The effect of THC on insomnia has been evaluated in several studies. The earliest published study was a double-blind, randomized controlled study where 9 people were given 10 mg, 20 mg, 30 mg THC or a placebo and self-reported symptoms. SOL decreased by 43 to 62 minutes when taking THC compared with placebo, although there were no differences in number of awakenings or time spent awake. Adverse events occurred more often as dosage of THC increased and more frequent in the evening.
There were 2 other randomized controlled trials that studied synthetic THC (nabilone) on sleep and/or insomnia symptoms. Insomnia symptoms were significantly improved in 29 patients when taking 0.5-1.0mg of nabilone compared with 10-20mg of amitriptyline (insomnia severity index, 3.25 units) for 2 weeks. Nabilone and amitriptyline were both beneficial compared with baseline, but sleep quality was not improved. Adverse events were also more frequent in nabilone compared with amitriptyline (91 vs 53).

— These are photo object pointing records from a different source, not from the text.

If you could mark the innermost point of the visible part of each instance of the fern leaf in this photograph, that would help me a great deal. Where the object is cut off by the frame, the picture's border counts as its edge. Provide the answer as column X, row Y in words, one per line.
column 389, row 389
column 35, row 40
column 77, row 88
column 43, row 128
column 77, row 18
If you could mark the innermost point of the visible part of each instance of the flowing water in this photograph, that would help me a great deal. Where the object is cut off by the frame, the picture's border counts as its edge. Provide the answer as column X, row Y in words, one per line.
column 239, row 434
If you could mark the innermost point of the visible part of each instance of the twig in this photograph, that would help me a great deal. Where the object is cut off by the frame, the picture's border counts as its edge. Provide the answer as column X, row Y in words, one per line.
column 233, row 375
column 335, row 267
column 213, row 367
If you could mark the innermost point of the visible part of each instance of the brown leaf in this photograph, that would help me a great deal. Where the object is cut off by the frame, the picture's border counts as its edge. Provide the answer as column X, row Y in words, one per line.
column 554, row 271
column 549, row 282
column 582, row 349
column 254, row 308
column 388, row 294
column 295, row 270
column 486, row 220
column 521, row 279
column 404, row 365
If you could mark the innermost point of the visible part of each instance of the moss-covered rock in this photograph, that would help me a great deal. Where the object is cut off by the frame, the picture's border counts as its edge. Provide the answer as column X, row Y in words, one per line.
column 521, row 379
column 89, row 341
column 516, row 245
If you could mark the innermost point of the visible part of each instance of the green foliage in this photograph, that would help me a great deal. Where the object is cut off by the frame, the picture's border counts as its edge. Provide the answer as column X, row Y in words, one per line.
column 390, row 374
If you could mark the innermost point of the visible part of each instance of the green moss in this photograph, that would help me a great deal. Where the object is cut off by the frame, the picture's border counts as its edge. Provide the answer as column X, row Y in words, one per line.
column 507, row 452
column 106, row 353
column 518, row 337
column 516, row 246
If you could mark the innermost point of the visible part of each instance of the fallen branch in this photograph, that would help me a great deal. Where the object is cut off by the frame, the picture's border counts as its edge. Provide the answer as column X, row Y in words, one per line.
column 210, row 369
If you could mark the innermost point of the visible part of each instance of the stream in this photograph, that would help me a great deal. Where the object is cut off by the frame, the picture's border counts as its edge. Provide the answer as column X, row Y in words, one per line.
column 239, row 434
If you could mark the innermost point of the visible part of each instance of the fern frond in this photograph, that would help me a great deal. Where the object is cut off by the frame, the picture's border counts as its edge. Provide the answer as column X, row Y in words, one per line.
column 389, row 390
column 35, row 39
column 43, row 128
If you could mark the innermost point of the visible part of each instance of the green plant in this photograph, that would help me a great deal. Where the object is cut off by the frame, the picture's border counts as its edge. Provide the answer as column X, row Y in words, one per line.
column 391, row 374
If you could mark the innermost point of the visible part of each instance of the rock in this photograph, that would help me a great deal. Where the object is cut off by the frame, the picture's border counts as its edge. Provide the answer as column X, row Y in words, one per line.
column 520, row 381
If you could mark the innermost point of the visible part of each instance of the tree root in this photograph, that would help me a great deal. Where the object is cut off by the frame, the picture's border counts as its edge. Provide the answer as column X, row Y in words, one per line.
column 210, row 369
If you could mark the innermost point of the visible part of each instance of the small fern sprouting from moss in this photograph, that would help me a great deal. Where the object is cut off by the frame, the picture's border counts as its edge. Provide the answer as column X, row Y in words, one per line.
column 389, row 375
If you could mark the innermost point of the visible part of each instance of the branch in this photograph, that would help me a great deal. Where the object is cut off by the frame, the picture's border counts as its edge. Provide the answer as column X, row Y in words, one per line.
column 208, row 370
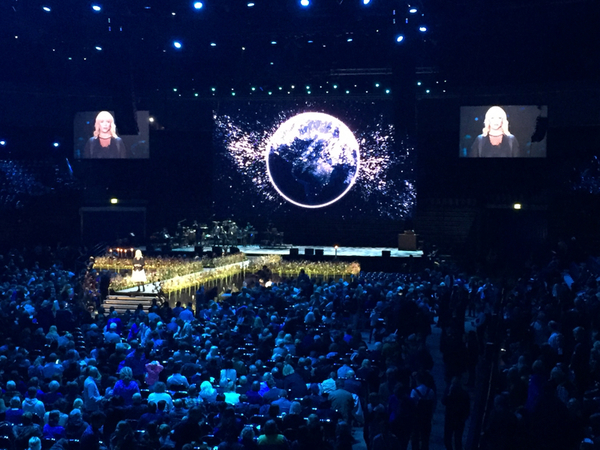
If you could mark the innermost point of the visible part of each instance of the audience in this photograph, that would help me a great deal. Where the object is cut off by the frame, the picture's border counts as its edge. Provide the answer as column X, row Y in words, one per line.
column 286, row 366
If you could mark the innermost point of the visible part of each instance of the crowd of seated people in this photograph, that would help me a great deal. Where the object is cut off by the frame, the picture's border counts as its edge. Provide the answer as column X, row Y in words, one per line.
column 287, row 366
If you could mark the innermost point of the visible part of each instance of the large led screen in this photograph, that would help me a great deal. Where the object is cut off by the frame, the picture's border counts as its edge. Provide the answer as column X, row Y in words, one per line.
column 341, row 157
column 514, row 131
column 97, row 136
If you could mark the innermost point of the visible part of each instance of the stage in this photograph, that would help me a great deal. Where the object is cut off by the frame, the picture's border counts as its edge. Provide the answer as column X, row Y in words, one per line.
column 328, row 252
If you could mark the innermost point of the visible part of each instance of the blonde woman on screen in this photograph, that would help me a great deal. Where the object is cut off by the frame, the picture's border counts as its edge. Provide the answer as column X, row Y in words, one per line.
column 495, row 141
column 105, row 143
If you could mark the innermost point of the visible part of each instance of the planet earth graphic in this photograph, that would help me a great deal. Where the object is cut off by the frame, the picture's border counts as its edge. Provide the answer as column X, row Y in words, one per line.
column 313, row 160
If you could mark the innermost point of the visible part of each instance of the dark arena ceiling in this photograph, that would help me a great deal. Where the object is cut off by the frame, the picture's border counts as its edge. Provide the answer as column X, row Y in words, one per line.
column 92, row 48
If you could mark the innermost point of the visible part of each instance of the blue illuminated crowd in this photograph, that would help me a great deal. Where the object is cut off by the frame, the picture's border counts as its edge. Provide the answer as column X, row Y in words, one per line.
column 302, row 363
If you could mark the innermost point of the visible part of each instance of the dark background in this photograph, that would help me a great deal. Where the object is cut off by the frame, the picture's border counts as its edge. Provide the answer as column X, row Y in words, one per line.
column 473, row 53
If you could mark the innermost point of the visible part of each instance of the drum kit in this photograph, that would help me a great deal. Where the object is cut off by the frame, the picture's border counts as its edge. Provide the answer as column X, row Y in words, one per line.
column 221, row 233
column 225, row 233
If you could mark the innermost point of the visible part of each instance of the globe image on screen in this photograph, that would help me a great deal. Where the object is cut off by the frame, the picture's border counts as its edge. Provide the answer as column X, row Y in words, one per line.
column 312, row 160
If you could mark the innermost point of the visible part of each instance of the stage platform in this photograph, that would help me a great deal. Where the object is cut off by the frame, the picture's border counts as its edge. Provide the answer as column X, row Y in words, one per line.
column 342, row 252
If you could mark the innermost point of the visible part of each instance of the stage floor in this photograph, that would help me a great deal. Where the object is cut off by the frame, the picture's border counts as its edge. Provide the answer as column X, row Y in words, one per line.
column 347, row 252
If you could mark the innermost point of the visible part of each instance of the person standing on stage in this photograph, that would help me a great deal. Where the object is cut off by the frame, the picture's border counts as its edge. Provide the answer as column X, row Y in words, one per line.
column 139, row 275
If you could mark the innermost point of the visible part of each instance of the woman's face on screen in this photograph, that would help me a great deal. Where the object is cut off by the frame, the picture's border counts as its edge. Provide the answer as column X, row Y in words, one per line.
column 105, row 124
column 495, row 122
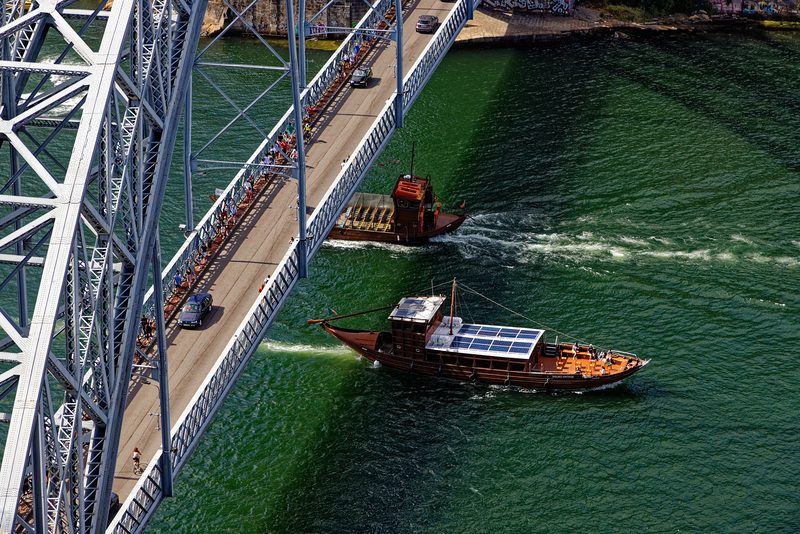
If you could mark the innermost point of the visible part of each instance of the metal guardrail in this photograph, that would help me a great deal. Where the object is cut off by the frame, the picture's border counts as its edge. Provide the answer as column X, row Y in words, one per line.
column 190, row 426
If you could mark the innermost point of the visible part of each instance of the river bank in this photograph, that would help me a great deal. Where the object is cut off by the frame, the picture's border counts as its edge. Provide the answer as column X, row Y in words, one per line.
column 501, row 27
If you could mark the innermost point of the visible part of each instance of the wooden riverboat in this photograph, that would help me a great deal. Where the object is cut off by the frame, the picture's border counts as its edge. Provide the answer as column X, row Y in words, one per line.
column 409, row 215
column 425, row 340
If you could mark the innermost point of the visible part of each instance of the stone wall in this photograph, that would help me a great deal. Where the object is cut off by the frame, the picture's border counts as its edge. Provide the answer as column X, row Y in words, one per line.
column 269, row 16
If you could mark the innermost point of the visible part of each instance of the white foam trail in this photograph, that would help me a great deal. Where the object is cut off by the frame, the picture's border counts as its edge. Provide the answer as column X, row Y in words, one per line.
column 355, row 245
column 279, row 346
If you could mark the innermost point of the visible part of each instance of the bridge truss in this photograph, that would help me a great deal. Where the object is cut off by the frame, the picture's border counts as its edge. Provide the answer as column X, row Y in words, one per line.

There is limited evidence that CBD is beneficial for insomnia. A double-blind, randomized, placebo-controlled trial found that participants reported longer sleep duration when taking 160mg of CBD but there were no differences in SOL or sleep maintenance.
Mixed cannabinoid formulas were also found to be effective, with a double-blind, randomized, placebo-controlled trial finding that symptoms were significantly reduced while taking ZTL-101, a formulation of THC:cannabinol:CBD (20:2:1 mg/mL). Subjective measures of SOL, WASO, total sleep time, and sleep quality were also improved, although there was no improvement in polysomnography derived measures in the one night test.
The American Academy of Sleep Medicine advises against routine use of medicinal cannabis for OSA due to limited data on efficacy and safety. However, there are trials that have promising results. There were 2 clinical studies that examined dronabinol, with one study demonstrating a mean (SD) decrease of 14 (17.5) events.hr–1 in the apnea hypopnea index (AHI) following a daily dose of 2.5 mg, 5.0 mg, and 10 mg of dronabinol 30 minutes before bedtime. Approximately half of the participants demonstrated a decrease in AHI compared with baseline.
A second trial was conducted in the same way and found that AHI decreased by a mean of 10.7 (4.4) events.hr–1 and 12.9 (4.3) events.hr–1 in participants taking 2.5 mg and 10 mg of dronabinol respectively. There were no differences in oxygenation in either trial but daytime sleepiness was reduced in participants taking a higher dose compared with baseline.
Nabilone has been demonstrated as having a beneficial effect on posttraumatic stress disorder–related nightmare disorders. In a case series, 47 patients in a psychiatric clinic took a mean dose of 0.5mg nightly; 72% patients experienced reduction (mean 5.2 [2.2] vs 0.9 [1.8] nights/week) or elimination of nightmare frequency and/or severity. There were some patients (9%) who were able to end treatment without return of symptoms. Number of hours slept also improved in this study (mean 5.0 [1.4] vs 7.2 [1.2] hours/night).
There were some limitations to this review. The review only focused on studies where sleep or sleep disorders were the focus, but sleep could also be improved from cannabinoid use for pain. The researchers noted that this group of patients should be assessed in the future.
The researchers concluded that, although there is insufficient evidence for clinical use of cannabinoids as a safe and effective treatment for sleep, encouraging outcomes from recent studies should indicate that future studies should be done to determine the potential role of cannabinoids for sleep disorders.